Matthew Jones

Richard Leonard’s victory

Matthew Jones

ON 18TH NOVEMBER THE SCOTTISH LABOUR PARTY (SLP) announced Richard Leonard as its new leader with 56.7% of the vote on a turnout of 62%. Leonard won the SLP membership with 52%, but the levy paying union vote with 77%. The contest has been described in some quarters as between capital and labour given Richard Leonard's trade union background and the extensive family business empire of his opponent, Anas Sarwar. The result is a pivotal moment in Scottish political history.

The SLP has been probably the most right wing section of the Party since Jeremy was elected - the only constituent part in which the membership delivered a majority for Owen Smith. This can in part be put down to the false attractions of nationalism.. Many activists in Scotland - who had they been south of the border would be Labour Party members - are instead in the SNP or other parts of the nationalist movement. This makes Richard’s victory absolutely critical for the SLP to recover both electorally and in building its membership. Victory for Leonard and the left at last answers the point made by some of the more political elements of the working class in Glasgow during the election - “We support Corbyn, but not Scottish Labour because they're so right wing.”

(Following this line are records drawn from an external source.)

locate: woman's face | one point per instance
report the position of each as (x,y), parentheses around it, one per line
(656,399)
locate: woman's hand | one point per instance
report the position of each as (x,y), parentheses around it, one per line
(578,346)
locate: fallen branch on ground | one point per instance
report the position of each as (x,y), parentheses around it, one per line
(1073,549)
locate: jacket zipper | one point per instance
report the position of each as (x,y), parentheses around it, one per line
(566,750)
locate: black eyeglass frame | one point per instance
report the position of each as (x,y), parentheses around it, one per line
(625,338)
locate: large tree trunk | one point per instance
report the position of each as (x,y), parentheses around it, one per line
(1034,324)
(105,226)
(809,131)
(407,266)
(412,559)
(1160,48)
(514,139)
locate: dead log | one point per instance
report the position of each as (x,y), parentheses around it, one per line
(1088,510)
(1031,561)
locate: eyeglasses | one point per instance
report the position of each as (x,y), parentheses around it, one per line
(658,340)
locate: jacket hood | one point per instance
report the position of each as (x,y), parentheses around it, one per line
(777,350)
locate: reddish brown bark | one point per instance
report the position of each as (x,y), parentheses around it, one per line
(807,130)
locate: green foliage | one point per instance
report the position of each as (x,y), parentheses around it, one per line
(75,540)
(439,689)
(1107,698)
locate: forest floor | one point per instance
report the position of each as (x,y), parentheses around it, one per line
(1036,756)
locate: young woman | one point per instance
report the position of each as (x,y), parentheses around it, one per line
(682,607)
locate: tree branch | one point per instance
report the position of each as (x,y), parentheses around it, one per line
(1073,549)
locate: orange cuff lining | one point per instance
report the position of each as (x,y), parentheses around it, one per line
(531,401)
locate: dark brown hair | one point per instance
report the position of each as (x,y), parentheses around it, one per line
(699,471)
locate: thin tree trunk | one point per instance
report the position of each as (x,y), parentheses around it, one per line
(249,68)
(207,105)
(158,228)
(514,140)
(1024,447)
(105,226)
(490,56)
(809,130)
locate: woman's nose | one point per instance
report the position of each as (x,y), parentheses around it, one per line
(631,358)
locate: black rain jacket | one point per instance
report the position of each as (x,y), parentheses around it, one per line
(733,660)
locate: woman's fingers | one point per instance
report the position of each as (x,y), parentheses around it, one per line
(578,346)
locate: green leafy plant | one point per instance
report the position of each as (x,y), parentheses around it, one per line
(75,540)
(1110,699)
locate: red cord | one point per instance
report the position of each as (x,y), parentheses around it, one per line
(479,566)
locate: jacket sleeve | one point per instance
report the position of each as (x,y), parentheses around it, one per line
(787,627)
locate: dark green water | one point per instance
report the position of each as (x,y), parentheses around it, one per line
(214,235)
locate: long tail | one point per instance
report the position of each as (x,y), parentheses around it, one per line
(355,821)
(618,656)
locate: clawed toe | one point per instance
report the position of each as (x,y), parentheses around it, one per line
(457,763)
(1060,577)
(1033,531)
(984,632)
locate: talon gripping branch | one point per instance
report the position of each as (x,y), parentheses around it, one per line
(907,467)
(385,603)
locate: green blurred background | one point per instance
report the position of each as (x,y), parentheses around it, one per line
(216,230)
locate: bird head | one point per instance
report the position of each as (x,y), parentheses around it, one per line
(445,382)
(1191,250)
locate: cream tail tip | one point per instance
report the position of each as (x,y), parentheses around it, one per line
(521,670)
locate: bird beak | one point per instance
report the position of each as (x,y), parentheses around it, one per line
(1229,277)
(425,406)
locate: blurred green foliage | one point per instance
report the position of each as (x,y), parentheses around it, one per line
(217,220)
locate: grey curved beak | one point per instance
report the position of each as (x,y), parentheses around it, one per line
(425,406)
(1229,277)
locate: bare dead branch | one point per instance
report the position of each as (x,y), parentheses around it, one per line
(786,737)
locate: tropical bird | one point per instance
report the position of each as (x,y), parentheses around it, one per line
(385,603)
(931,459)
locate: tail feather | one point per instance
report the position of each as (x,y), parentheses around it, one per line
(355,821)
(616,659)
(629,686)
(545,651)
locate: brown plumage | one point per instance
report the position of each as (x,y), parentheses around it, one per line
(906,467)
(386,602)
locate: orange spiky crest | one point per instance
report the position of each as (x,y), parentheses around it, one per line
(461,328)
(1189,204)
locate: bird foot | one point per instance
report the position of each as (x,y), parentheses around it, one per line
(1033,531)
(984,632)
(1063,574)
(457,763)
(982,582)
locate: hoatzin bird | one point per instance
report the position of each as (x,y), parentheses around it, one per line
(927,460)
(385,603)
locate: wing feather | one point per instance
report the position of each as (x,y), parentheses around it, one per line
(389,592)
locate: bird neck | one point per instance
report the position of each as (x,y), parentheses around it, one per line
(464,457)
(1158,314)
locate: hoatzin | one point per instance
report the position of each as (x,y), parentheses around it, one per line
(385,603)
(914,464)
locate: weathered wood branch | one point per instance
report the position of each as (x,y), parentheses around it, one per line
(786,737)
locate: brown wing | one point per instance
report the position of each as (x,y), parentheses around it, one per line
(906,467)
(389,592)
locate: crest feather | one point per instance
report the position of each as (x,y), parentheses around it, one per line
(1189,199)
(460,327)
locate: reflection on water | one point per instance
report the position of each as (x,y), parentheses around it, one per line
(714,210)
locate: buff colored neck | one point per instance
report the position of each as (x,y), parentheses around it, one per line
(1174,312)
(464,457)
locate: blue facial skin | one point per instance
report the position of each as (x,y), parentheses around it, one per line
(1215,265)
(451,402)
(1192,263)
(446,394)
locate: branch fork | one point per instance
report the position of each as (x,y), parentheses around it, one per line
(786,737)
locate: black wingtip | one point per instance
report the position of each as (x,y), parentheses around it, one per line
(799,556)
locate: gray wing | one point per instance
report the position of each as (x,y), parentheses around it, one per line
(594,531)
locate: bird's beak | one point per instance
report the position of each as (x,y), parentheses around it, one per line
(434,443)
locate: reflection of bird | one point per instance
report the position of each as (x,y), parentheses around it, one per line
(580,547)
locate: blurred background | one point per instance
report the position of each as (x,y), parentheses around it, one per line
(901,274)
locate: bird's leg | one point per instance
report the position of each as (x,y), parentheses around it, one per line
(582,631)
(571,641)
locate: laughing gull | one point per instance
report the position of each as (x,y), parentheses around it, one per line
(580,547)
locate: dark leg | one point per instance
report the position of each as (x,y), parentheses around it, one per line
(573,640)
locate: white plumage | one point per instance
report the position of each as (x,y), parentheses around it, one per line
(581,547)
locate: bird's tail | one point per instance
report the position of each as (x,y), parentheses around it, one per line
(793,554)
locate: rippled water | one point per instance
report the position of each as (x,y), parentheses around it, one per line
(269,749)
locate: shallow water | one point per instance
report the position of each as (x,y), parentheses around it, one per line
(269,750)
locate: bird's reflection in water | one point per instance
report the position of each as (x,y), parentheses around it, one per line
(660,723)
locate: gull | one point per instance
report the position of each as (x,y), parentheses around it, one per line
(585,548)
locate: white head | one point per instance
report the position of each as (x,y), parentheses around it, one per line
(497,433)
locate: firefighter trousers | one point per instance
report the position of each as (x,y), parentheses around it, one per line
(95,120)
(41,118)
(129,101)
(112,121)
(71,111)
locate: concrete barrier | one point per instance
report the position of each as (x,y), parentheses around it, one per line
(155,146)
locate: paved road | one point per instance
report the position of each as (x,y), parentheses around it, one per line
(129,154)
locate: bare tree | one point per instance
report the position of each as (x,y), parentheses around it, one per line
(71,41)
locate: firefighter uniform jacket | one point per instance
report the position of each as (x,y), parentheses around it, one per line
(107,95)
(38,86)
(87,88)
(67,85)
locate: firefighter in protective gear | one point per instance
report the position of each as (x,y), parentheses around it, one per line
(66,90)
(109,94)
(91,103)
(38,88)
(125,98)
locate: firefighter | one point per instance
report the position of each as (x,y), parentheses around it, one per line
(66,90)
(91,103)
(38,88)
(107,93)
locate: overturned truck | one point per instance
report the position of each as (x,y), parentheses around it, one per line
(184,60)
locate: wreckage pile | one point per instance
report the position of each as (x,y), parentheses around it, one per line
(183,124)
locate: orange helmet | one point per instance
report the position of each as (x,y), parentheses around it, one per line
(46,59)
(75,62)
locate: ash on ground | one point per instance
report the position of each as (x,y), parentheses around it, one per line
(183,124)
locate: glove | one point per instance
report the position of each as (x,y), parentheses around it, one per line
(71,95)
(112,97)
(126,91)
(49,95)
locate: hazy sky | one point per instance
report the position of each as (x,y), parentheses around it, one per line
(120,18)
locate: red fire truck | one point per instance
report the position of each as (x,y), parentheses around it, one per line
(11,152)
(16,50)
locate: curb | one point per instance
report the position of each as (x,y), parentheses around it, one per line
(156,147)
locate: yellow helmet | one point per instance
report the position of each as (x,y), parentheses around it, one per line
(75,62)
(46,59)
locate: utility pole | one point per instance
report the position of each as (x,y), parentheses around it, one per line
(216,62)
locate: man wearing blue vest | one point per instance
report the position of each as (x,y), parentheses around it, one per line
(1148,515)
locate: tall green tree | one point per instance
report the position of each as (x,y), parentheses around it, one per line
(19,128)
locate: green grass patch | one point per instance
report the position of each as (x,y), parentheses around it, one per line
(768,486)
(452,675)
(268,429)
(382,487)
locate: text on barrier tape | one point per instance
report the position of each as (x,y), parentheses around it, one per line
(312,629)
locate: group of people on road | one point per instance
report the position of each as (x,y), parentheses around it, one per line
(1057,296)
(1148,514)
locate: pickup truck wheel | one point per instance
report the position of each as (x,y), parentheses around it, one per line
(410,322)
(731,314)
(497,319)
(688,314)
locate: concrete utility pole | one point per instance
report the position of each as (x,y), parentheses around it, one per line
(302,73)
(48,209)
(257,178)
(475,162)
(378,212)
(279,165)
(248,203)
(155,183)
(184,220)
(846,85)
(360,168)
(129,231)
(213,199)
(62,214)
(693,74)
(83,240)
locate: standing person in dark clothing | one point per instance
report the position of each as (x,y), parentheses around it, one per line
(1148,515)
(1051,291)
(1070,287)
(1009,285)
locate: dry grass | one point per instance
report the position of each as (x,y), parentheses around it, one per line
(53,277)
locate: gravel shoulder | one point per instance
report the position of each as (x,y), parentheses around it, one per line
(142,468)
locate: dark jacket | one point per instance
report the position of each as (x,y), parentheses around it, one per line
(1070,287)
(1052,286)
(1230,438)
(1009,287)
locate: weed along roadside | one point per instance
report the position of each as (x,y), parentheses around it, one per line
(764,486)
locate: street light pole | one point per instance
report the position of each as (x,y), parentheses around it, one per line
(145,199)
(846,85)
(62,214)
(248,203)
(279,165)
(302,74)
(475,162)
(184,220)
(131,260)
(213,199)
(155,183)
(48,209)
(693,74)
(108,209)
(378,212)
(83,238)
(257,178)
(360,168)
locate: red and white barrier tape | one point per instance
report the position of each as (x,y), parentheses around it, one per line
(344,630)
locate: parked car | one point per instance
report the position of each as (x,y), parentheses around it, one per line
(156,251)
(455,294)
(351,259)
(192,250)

Just think what the alternative, a victory for Sarwar, would have signified. It would have meant the right wing had won a membership vote for the first time since Jeremy's first victory and Scottish Labour remained to the right of the SNP and continued to implement austerity.

A strong campaign for Richard Leonard was successful in getting the bulk of nominations - 43 CLPs to 16 for Sarwar and all 14 unions and affiliated societies who made a nomination. While publicly the campaign was debated in a civilised fashion, both sides understood the significance of the fight. Right wing luminaries like Alastair Darling, Johann Lamont and Ian Murray were working for Sarwar - sending out thousands of text messages. The effort of the left were based more on the rank and file - phoning and texting members up and down Scotland with supporting statements by prominent activists. The left won with a campaign that had a far lower degree of media coverage than the two Corbyn leadership campaigns. Communicating with members was the critical factor.

The promise of the Richard Leonard campaign is that it will produce an SLP clearly and credibly to the left of the SNP - and which appeals on a class basis rather than falls into the trap of having a position on independence as the headline policy. The policies put forward by the campaign began to do just that - on key areas of housing, trade union organisation, and wages and rights at work. This will be critical in turning the Party outwards and appealing to the wider left and the working class to join and build a genuine mass membership party.

However, the SLP will have to show itself to be an organisation which actually fights austerity and its effects if it is to gain the trust of the more politically conscious layers of the working class. The policies that Richard Leonard has promised will go some way towards this, but the positions and actions of the Party in local government will be another important factor.

This was summed up by one of the leading stewards in the ICT strike against Glasgow City Council (GCC) at the start of this year when the Labour Party was still in charge of GCC. Fighting efforts by the council to hand over himself and his colleagues to an outsourcing outfit known for rapacious tactics against its workforce, his take on the Labour Party at a supporters’ meeting was a warning. He saw himself as exactly the sort of person who should be joining the Party in the wake of Corbyn's two victorious leadership campaigns - but the actions of the council meant he could not bring himself to do it.

Our hope is that with Richard’s victory most of these objections will be overcome and there will be a substantial increase in the membership of Scottish Labour. If that happens, and those new members organise to transform the Party - sweeping away the right wing's grip on so many key positions and shifting the Party to actually fighting austerity rather than implementing it - then the Party can at last begin to build a real base of support.